Sudan: An American Dilemma

A commission established by U.N. Secretary-General Kofi Annan to investigate the situation in Darfur has recommended referral of the Sudanese government to the International Criminal Court. The commission's report alleges that crimes against humanity have been committed by members of the Sudanese government and military. However, the report stops short of calling the crimes being alleged "genocide."

The Security Council is expected to discuss the report tomorrow.

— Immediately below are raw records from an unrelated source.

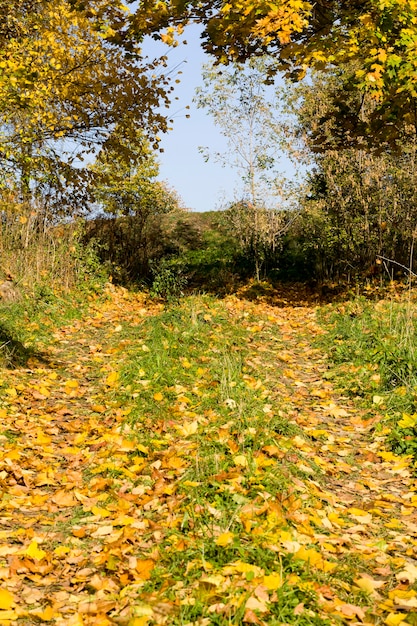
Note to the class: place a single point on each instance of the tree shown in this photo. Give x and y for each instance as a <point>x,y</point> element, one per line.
<point>360,205</point>
<point>247,116</point>
<point>380,37</point>
<point>134,202</point>
<point>68,87</point>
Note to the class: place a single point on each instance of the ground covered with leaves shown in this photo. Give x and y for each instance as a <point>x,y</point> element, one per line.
<point>197,464</point>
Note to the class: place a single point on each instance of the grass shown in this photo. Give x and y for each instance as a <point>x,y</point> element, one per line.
<point>373,351</point>
<point>220,464</point>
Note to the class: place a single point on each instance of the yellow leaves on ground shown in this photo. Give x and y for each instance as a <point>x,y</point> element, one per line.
<point>225,539</point>
<point>6,599</point>
<point>35,552</point>
<point>111,488</point>
<point>112,379</point>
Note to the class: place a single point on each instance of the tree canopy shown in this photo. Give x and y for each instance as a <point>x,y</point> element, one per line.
<point>379,37</point>
<point>68,88</point>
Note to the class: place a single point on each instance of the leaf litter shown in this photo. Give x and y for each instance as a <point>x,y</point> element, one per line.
<point>195,466</point>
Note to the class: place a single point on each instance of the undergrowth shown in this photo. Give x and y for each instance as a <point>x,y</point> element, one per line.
<point>373,350</point>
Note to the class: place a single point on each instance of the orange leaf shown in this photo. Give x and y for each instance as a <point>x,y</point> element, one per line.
<point>144,568</point>
<point>6,599</point>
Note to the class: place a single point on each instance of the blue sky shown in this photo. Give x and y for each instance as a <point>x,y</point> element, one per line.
<point>203,186</point>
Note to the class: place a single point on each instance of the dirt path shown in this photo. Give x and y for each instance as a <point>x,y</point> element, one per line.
<point>76,548</point>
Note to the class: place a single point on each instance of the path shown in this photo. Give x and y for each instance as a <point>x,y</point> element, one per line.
<point>77,549</point>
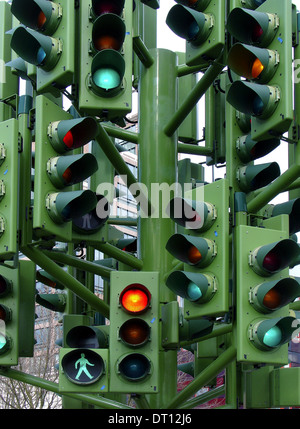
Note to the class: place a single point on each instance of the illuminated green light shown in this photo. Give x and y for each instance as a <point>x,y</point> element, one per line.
<point>194,292</point>
<point>107,78</point>
<point>272,337</point>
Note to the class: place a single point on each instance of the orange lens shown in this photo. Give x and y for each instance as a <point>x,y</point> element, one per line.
<point>41,20</point>
<point>135,300</point>
<point>272,299</point>
<point>257,68</point>
<point>194,256</point>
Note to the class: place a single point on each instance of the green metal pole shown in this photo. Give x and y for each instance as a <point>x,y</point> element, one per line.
<point>97,401</point>
<point>120,255</point>
<point>80,264</point>
<point>67,280</point>
<point>204,377</point>
<point>158,165</point>
<point>274,189</point>
<point>192,99</point>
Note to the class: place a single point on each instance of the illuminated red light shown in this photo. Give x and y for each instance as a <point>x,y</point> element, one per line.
<point>135,299</point>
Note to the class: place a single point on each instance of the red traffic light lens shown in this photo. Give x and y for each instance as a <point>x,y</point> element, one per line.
<point>134,332</point>
<point>257,68</point>
<point>135,298</point>
<point>272,299</point>
<point>4,313</point>
<point>272,262</point>
<point>68,139</point>
<point>41,21</point>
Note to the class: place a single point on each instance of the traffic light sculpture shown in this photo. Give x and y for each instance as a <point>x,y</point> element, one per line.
<point>46,39</point>
<point>263,56</point>
<point>57,133</point>
<point>264,291</point>
<point>9,315</point>
<point>134,332</point>
<point>83,358</point>
<point>202,24</point>
<point>105,78</point>
<point>9,147</point>
<point>204,250</point>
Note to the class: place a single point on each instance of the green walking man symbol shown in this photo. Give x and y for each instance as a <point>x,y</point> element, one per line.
<point>83,362</point>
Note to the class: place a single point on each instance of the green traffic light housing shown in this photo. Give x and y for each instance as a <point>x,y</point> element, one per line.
<point>65,206</point>
<point>191,214</point>
<point>252,27</point>
<point>254,99</point>
<point>195,287</point>
<point>270,334</point>
<point>35,48</point>
<point>252,177</point>
<point>248,150</point>
<point>189,24</point>
<point>271,296</point>
<point>107,72</point>
<point>195,251</point>
<point>274,257</point>
<point>39,15</point>
<point>256,64</point>
<point>100,7</point>
<point>69,170</point>
<point>199,5</point>
<point>108,32</point>
<point>71,134</point>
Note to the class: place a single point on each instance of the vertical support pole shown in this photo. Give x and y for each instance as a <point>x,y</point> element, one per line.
<point>158,165</point>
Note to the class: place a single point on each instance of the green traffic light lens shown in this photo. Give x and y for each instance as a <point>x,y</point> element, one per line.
<point>134,367</point>
<point>273,337</point>
<point>193,30</point>
<point>194,292</point>
<point>40,56</point>
<point>106,79</point>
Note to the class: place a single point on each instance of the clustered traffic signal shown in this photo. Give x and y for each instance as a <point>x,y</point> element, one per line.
<point>134,332</point>
<point>56,134</point>
<point>202,24</point>
<point>262,55</point>
<point>46,39</point>
<point>264,322</point>
<point>105,77</point>
<point>204,250</point>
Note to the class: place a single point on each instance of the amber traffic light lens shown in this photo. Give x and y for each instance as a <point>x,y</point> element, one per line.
<point>194,256</point>
<point>272,299</point>
<point>257,68</point>
<point>135,298</point>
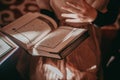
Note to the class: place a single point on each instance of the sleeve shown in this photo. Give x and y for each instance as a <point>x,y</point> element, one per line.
<point>110,16</point>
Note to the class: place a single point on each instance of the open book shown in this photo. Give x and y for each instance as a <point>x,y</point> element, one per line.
<point>40,35</point>
<point>7,47</point>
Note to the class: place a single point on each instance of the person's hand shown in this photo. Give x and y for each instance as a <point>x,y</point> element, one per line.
<point>79,12</point>
<point>52,73</point>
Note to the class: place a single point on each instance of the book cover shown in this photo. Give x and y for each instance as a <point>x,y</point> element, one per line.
<point>7,47</point>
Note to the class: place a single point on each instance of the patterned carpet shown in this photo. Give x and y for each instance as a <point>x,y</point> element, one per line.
<point>13,9</point>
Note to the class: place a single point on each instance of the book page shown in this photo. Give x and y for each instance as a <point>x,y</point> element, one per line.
<point>59,39</point>
<point>32,32</point>
<point>4,47</point>
<point>30,28</point>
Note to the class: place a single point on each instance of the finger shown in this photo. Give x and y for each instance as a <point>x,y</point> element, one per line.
<point>69,15</point>
<point>74,5</point>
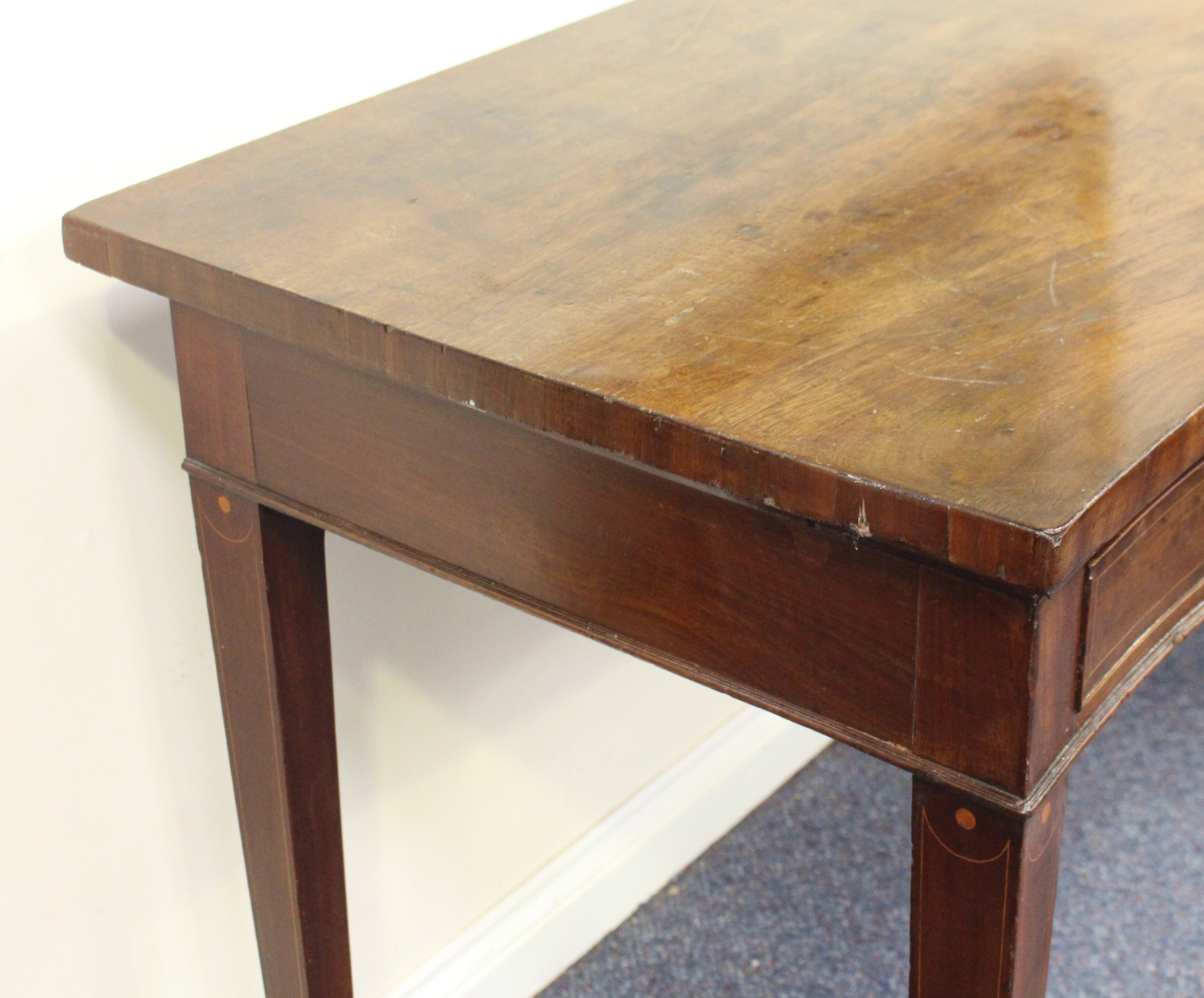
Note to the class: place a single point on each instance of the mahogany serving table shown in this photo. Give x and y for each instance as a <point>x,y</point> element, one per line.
<point>844,356</point>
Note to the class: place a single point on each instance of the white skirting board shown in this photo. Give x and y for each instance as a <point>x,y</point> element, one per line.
<point>537,932</point>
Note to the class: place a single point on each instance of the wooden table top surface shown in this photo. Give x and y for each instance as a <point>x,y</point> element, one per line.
<point>932,271</point>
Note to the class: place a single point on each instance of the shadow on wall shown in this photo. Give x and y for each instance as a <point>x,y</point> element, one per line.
<point>142,322</point>
<point>462,648</point>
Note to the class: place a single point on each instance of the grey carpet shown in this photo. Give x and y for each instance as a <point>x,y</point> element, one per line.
<point>808,896</point>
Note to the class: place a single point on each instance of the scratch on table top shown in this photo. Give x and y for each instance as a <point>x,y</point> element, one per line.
<point>955,381</point>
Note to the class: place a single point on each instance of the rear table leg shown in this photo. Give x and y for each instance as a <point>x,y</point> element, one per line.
<point>266,583</point>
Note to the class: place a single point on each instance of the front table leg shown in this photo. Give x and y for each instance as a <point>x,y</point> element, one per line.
<point>982,891</point>
<point>265,576</point>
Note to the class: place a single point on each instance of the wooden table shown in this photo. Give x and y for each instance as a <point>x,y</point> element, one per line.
<point>844,356</point>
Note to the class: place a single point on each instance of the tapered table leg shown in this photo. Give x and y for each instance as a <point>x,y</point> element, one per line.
<point>266,584</point>
<point>982,891</point>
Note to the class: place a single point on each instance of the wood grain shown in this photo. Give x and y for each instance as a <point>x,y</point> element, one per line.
<point>1134,586</point>
<point>214,392</point>
<point>972,699</point>
<point>266,586</point>
<point>932,271</point>
<point>982,894</point>
<point>746,593</point>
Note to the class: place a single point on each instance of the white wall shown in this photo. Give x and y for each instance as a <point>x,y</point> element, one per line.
<point>476,743</point>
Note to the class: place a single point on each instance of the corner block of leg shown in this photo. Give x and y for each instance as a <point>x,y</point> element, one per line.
<point>982,890</point>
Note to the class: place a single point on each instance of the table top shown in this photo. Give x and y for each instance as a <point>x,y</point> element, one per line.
<point>931,271</point>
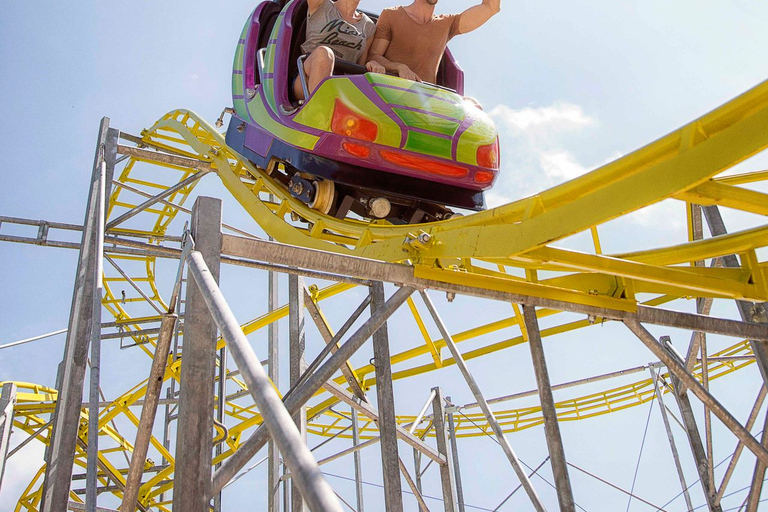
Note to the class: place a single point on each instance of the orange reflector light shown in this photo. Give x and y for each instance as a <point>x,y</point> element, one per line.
<point>483,177</point>
<point>351,124</point>
<point>424,164</point>
<point>488,156</point>
<point>357,150</point>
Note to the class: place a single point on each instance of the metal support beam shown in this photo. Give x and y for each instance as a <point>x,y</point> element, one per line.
<point>325,332</point>
<point>273,372</point>
<point>299,257</point>
<point>60,454</point>
<point>92,483</point>
<point>671,438</point>
<point>253,444</point>
<point>676,367</point>
<point>759,347</point>
<point>221,402</point>
<point>444,447</point>
<point>7,402</point>
<point>455,457</point>
<point>357,462</point>
<point>547,400</point>
<point>315,491</point>
<point>740,446</point>
<point>148,412</point>
<point>694,438</point>
<point>385,397</point>
<point>297,345</point>
<point>415,490</point>
<point>368,410</point>
<point>505,446</point>
<point>194,444</point>
<point>162,195</point>
<point>753,498</point>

The American dilemma is this: On September 9, 2004, former Secretary of State Colin Powell told the Senate Foreign Relations Committee that "genocide has been committed in Darfur." Rather than taking action itself, the United States Government urged the United Nations to act. The completion of the U.N. commission's investigation brings the U.N. to the point of acting, but the course being recommended is prosecution through the International Criminal Court. The Bush Administration has pledged total non-cooperation with the ICC. Consequently, the United States must either back down and support (at least tacitly) the use of the ICC to prosecute Sudanese officials or argue that something more (or at least different) needs to be done. The latter course will put pressure on the Bush Administration to take action itself against what Secretary Powell called "genocide." That is something the Bush Administration clearly wants to avoid.

The obvious--but absolutely cynical--solution would be for the United States to block the effort to refer the allegations to the International Criminal Court while simultaneously failing to offer an alternative. But that couldn't possibly happen . . . could it?